1 Resources

  1. PDB; SCOP 2; CATH
  2. DALI
  3. Secondary structure predictions
  4. PSI-BLAST: simply use the BLASTP server, but check the option “PSI-BLAST” under “Program selection”.
  5. PFAM

2 Exercises

2.1 Protein structures and structural domains

  1. Go to PDB and find the structure 1m3q. What does this protein do? Where does it come from? Fool around the page to get to know it a bit.
  2. Go to 3d view, if possible select the “NGL” viewer (bottom right of the window) and play with the settings. What do you see? Which structural elements can you identify? Try the following:
    • Color structure by chain
    • Check the views: licorice, surface, backbone
    • Color by: structure, hydrophobicity (if you are using the default viewer, click on the three dots next to the polymer, then click “Cartoon representation” or “add/remove representation”. The NGL viewer is by far easier to use)
  3. In a new browser tab, open the structure 1xqo. Compare both structures. Do you find similarities? Differences?
  4. Go to the DALI server and choose “Pairwise”, for pairwise structural alignments. Structural alignments not only look at a sequence, but also on its structure to align two proteins. Align 1m3q and 1xqo (use the “+” button to enter the second sequence), but use the identifiers 1m3qA and 1xqoA to indicate that you want to align the A chains of the structures. When the results appear, click on the “interactive” page.
  5. What do upper and lower case letters mean in the alignment?
  6. Select the 1xqo sequence and click on “Structural alignment”. What do you see?
  7. Now click on “3D superimposition”. What do you see? What is that? Can you guess? (we will discuss it in a minute)

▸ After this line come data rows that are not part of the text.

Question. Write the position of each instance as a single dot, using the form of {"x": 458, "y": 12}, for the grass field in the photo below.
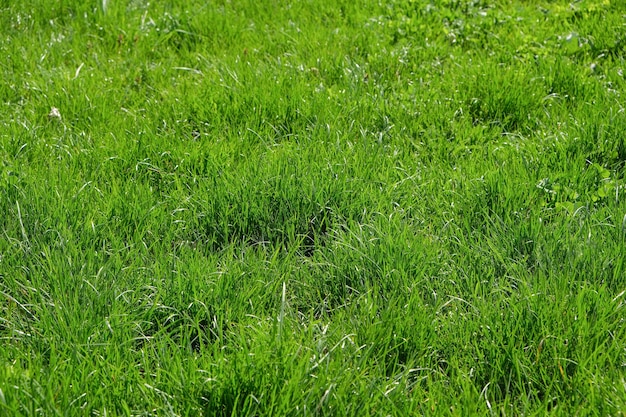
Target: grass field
{"x": 312, "y": 207}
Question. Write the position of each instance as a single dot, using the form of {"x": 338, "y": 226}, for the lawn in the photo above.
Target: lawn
{"x": 312, "y": 207}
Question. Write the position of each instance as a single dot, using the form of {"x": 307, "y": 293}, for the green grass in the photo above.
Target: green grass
{"x": 413, "y": 207}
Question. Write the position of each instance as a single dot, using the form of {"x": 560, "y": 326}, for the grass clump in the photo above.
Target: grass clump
{"x": 312, "y": 208}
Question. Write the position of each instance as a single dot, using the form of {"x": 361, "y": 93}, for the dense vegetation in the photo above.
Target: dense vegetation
{"x": 314, "y": 207}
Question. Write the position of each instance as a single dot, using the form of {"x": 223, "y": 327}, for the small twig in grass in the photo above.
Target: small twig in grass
{"x": 19, "y": 215}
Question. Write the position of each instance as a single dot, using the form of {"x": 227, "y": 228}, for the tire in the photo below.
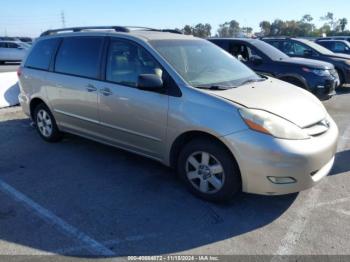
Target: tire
{"x": 341, "y": 78}
{"x": 215, "y": 180}
{"x": 45, "y": 124}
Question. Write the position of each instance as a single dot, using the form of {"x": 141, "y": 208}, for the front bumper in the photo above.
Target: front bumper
{"x": 261, "y": 156}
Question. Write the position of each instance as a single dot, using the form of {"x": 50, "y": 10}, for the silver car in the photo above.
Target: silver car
{"x": 12, "y": 51}
{"x": 182, "y": 101}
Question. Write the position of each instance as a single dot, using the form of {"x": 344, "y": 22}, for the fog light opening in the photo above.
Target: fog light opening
{"x": 281, "y": 180}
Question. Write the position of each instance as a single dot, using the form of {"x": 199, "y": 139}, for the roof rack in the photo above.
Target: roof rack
{"x": 123, "y": 29}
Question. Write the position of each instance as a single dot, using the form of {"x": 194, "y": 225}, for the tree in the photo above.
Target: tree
{"x": 330, "y": 20}
{"x": 307, "y": 19}
{"x": 265, "y": 27}
{"x": 229, "y": 29}
{"x": 277, "y": 27}
{"x": 199, "y": 30}
{"x": 343, "y": 23}
{"x": 202, "y": 30}
{"x": 187, "y": 30}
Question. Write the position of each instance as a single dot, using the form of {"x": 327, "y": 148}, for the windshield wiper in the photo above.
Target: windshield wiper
{"x": 215, "y": 87}
{"x": 252, "y": 81}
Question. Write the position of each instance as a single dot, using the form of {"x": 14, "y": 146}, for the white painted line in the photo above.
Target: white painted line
{"x": 92, "y": 245}
{"x": 342, "y": 211}
{"x": 297, "y": 227}
{"x": 334, "y": 202}
{"x": 69, "y": 250}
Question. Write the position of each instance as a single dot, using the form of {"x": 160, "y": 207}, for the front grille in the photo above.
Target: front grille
{"x": 329, "y": 87}
{"x": 317, "y": 129}
{"x": 334, "y": 73}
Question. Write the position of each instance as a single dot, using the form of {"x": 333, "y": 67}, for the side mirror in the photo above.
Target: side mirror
{"x": 256, "y": 60}
{"x": 149, "y": 82}
{"x": 307, "y": 53}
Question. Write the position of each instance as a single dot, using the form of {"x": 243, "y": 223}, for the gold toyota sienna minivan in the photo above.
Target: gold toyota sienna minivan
{"x": 182, "y": 101}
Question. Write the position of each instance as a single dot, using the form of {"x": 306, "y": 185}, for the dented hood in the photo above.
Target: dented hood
{"x": 280, "y": 98}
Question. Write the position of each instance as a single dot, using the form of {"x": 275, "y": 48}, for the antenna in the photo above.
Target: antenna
{"x": 63, "y": 19}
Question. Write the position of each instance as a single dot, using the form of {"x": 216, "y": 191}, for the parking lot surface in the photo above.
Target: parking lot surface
{"x": 80, "y": 198}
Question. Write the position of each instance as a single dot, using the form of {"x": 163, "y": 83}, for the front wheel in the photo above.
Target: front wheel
{"x": 46, "y": 124}
{"x": 209, "y": 170}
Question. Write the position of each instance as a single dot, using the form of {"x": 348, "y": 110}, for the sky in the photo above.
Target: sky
{"x": 30, "y": 18}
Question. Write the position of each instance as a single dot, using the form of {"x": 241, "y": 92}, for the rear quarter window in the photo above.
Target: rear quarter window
{"x": 41, "y": 54}
{"x": 80, "y": 56}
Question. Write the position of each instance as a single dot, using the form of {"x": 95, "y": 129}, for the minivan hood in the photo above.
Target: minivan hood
{"x": 307, "y": 62}
{"x": 280, "y": 98}
{"x": 339, "y": 56}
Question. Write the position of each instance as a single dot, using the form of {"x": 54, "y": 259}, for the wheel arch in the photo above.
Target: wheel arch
{"x": 34, "y": 102}
{"x": 186, "y": 137}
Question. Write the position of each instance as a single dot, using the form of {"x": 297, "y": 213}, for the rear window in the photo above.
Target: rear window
{"x": 79, "y": 56}
{"x": 41, "y": 54}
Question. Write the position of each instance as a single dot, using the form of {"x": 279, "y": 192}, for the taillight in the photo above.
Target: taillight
{"x": 19, "y": 71}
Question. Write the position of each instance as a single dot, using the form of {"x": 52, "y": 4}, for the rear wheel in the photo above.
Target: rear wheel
{"x": 46, "y": 124}
{"x": 209, "y": 170}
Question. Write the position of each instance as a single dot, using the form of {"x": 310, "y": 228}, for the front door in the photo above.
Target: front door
{"x": 132, "y": 118}
{"x": 72, "y": 87}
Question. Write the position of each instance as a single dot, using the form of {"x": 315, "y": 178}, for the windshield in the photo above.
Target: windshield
{"x": 270, "y": 51}
{"x": 24, "y": 45}
{"x": 203, "y": 64}
{"x": 317, "y": 47}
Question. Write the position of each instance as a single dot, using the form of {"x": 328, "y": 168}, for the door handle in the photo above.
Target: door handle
{"x": 106, "y": 91}
{"x": 91, "y": 88}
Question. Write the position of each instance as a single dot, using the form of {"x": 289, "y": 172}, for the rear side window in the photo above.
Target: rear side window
{"x": 41, "y": 54}
{"x": 80, "y": 56}
{"x": 126, "y": 61}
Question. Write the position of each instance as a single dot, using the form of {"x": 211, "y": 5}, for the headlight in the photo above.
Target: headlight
{"x": 270, "y": 124}
{"x": 319, "y": 72}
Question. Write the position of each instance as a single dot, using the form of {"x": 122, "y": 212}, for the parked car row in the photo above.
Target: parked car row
{"x": 186, "y": 103}
{"x": 317, "y": 77}
{"x": 297, "y": 47}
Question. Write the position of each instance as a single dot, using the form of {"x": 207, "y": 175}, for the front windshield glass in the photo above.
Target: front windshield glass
{"x": 24, "y": 45}
{"x": 203, "y": 64}
{"x": 317, "y": 47}
{"x": 272, "y": 52}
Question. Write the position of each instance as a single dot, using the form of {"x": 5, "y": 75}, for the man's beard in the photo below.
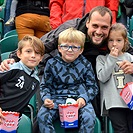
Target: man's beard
{"x": 103, "y": 42}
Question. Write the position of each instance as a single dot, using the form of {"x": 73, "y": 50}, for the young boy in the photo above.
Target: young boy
{"x": 19, "y": 84}
{"x": 68, "y": 75}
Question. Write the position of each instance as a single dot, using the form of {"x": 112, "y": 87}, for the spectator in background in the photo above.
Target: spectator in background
{"x": 32, "y": 17}
{"x": 63, "y": 10}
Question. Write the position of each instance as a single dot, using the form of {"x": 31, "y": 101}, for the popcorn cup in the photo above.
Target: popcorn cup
{"x": 10, "y": 123}
{"x": 68, "y": 115}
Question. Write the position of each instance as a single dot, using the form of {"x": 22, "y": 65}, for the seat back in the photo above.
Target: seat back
{"x": 5, "y": 55}
{"x": 25, "y": 125}
{"x": 111, "y": 130}
{"x": 9, "y": 33}
{"x": 31, "y": 109}
{"x": 1, "y": 2}
{"x": 131, "y": 26}
{"x": 9, "y": 43}
{"x": 130, "y": 39}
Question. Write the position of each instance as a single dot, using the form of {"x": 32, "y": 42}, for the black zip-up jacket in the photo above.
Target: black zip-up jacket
{"x": 17, "y": 86}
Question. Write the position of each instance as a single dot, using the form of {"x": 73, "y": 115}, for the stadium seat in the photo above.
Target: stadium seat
{"x": 131, "y": 26}
{"x": 2, "y": 13}
{"x": 59, "y": 129}
{"x": 25, "y": 125}
{"x": 9, "y": 44}
{"x": 1, "y": 2}
{"x": 110, "y": 127}
{"x": 31, "y": 109}
{"x": 9, "y": 33}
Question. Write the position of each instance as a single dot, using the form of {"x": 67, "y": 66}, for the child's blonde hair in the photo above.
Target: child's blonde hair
{"x": 72, "y": 35}
{"x": 35, "y": 42}
{"x": 120, "y": 27}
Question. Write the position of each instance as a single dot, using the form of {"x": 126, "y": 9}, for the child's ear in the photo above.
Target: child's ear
{"x": 18, "y": 54}
{"x": 59, "y": 48}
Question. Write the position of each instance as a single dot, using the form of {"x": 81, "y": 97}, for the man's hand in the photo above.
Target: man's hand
{"x": 5, "y": 64}
{"x": 49, "y": 103}
{"x": 1, "y": 116}
{"x": 81, "y": 102}
{"x": 127, "y": 67}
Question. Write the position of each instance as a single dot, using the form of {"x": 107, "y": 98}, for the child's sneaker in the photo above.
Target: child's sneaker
{"x": 10, "y": 22}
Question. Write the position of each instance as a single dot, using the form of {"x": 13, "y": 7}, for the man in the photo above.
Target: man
{"x": 95, "y": 26}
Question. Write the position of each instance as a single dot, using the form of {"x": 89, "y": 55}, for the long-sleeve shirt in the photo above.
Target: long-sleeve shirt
{"x": 61, "y": 79}
{"x": 17, "y": 86}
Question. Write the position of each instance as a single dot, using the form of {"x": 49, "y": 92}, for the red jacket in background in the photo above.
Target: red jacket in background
{"x": 63, "y": 10}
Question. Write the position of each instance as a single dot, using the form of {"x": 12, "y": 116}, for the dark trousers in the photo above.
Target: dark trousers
{"x": 122, "y": 120}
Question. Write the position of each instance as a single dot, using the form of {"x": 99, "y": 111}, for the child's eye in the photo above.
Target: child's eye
{"x": 110, "y": 40}
{"x": 37, "y": 53}
{"x": 28, "y": 51}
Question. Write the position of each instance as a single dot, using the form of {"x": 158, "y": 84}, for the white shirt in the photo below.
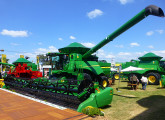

2.2 Simple secondary structure predictions

You will use the following four sequences: a leucine zipper, isomerase and rhodopsin.

>leucine zipper
MKDPAALKRARNTEAARRSRARKLQRMKQLEDKVEELLSKNYHLENEVARLKKLVGER
>isomerase
APRKFFVGGNWKMNGDKKSLGELIHTLNGAKLSADTEVVCGAPSIYLDFARQKLDAKIGVAAQNCYKVPK
GAFTGEISPAMIKDIGAAWVILGHSERRHVFGESDELIGQKVAHALAEGLGVIACIGEKLDEREAGITEK
VVFEQTKAIADNVKDWSKVVLAYEPVWAIGTGKTATPQQAQEVHEKLRGWLKTHVSDAVAQSTRIIYGGS
VTGGNCKELASQHDVDGFLVGGASLKPEFVDIINAKH
>rhodopsin
MNGTEGPNFYVPFSNKTGVVRSPFEAPQYYLAEPWQFSMLAAYMFLLIMLGFPINFLTLYVTVQHKKLRT
PLNYILLNLAVADLFMVFGGFTTTLYTSLHGYFVFGPTGCNLEGFFATLGGEIALWSLVVLAIERYVVVC
KPMSNFRFGENHAIMGVAFTWVMALACAAPPLVGWSRYIPEGMQCSCGIDYYTPHEETNNESFVIYMFVV
HFIIPLIVIFFCYGQLVFTVKEAAAQQQESATTQKAEKEVTRMVIIMVIAFLICWLPYAGVAFYIFTHQG
SDFGPIFMTIPAFFAKTSAVYNPVIYIMMNKQFRNCMVTTLCCGKNPLGDDEASTTVSKTETSQVAPA
  1. Use the “Predict protein” server on all of the three sequences (best open them in three tabs). What differences do you see? What can you learn about the structure of these proteins?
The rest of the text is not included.